Prescription assistance programs may not be the best solution to the problem of inability to pay for medication, but they can help many people. Millions of people use PAPs to get the medicines they need but can’t afford. If you can’t afford your medicines, a prescription assistance program may be able to help you.A new Consumer Reports survey backs that up. Thirty percent of Americans who currently take prescription medicine say their out-of-pocket cost for a drug they regularly take has increased in the past year, according to CR’s September 2019 nationally representative survey of 1,015 U.S. adults. Of those, 12 percent say their drug costs went up by $100 or more. And those who saw spikes in their out-of-pocket costs were almost twice as likely to not fill a prescription, forgo other medical treatments or tests, cut back on groceries, or get a second job.

One contributing factor: No federal law or regulation effectively keeps drug prices in check. The heads of seven leading drug companies testified before the U.S. Senate last February, often justifying their high drug prices by pointing to the billions of dollars it takes to develop new medications. When pressed by senators, the industry executives said drug costs could be controlled only if the entire payment system was reformed.

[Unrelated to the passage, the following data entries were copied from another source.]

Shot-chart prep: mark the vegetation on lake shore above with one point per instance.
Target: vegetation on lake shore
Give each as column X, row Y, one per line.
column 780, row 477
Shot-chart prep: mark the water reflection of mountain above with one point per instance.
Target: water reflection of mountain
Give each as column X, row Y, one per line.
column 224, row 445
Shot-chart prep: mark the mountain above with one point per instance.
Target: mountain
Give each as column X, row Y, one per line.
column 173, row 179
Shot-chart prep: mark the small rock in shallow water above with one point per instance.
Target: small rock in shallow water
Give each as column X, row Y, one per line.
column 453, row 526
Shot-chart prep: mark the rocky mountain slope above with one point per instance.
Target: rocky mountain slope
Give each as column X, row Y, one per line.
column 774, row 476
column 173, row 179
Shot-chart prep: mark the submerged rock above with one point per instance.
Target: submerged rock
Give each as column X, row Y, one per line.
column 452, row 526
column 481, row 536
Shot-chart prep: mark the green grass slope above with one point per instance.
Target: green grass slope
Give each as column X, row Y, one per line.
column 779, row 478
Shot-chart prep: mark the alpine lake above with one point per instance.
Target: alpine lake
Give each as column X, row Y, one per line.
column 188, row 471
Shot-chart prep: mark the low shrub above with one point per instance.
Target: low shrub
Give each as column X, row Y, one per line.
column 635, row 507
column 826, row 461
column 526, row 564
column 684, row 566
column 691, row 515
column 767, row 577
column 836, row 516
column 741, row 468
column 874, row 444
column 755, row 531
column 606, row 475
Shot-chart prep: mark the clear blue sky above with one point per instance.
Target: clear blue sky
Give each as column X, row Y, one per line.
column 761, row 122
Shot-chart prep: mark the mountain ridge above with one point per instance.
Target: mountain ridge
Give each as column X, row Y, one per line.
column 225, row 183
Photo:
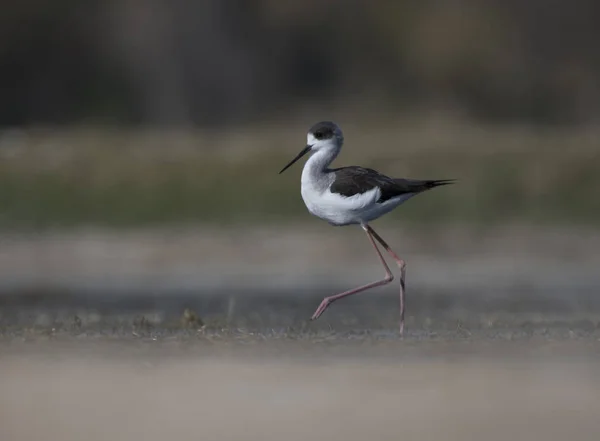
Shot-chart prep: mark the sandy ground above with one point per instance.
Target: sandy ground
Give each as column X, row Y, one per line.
column 502, row 341
column 290, row 391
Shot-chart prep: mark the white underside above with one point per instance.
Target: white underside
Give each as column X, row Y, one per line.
column 341, row 210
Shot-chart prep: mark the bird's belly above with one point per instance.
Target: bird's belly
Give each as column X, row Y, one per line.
column 337, row 209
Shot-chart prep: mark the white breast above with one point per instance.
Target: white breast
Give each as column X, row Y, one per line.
column 337, row 209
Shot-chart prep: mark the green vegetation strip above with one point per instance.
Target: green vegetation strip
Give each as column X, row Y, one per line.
column 126, row 179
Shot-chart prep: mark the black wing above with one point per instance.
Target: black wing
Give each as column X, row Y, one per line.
column 354, row 180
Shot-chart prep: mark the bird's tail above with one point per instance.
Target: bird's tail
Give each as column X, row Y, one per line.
column 438, row 182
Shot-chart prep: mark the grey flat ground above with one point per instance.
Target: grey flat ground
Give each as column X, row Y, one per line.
column 503, row 345
column 265, row 373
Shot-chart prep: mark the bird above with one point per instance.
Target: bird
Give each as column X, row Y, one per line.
column 353, row 195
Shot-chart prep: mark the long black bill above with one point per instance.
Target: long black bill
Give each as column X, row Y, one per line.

Indeed, to pin all the blame on Big Pharma is an oversimplification. How much a consumer pays for meds is also driven in part by drug supply system middlemen whose wheeling and dealing with drugmakers contributes to rising drug costs, according to multiple government reports and industry experts. Shrinking insurance coverage is another part of the problem, with greater numbers of Americans paying a larger share or even the full price of their medication.

Even though there has been an increase in these prices, Healthmedsdispensary ensures you get your medication as we  as much as possible to make available discounts, give out coupon codes and even give aways to its clients. Even though they say for good quality products, an increase in price is a less factor. So if you are paying high for a product which is go good quality then there won’t be much of regrets.